Observations are an essential “clue” in the detective/psychologist’s assessment. I have been in many classrooms and seen many illuminating things. One kid who was an absolute joy to work with turned into an argumentative bully in P.E., another kid who was painted as the “wolf” aggressor by everyone was actually more of a “sheep” in class, getting picked on relentlessly. Turns out the aggressive behavior was the reaction to the bullying; He wasn’t the instigator after all.

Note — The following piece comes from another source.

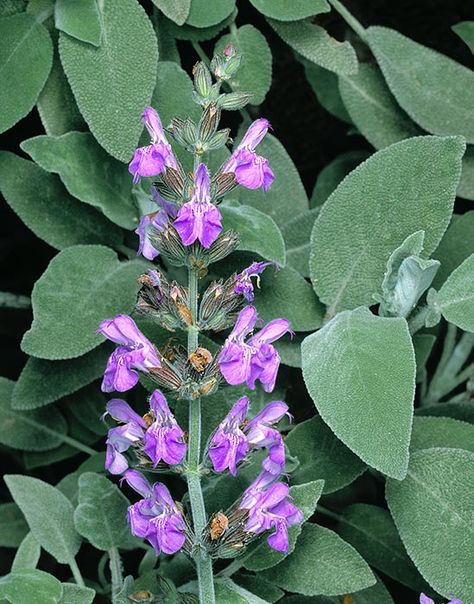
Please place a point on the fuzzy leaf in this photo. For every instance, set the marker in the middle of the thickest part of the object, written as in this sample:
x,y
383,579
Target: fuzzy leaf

I have seen a lot of classrooms over the years, but I have never seen anything like what is secretly taped from kids’ cell phones and put on YouTube. It’s really quite shocking. There are a number of angry teacher moments captured on film that make me cringe. I cringe for the students experiencing the angry teacher and I cringe for the teacher that has to cope with months and months of students acting up in their classes. And we wonder why there’s a teacher shortage. But how does it get to this point? How can a teacher-student relationship go so awry to warrant yelling at a student in front of the class? And what can be done before it gets to this point?

I will search YouTube and find a good clip we can analyze together. Stay tuned. And fellow colleagues, don’t worry about me observing and documenting your snack-taking behavior in the teacher’s lounge. I’m really not watching anymore, I promise. Unless you go for the last piece of cake. Then it’s on.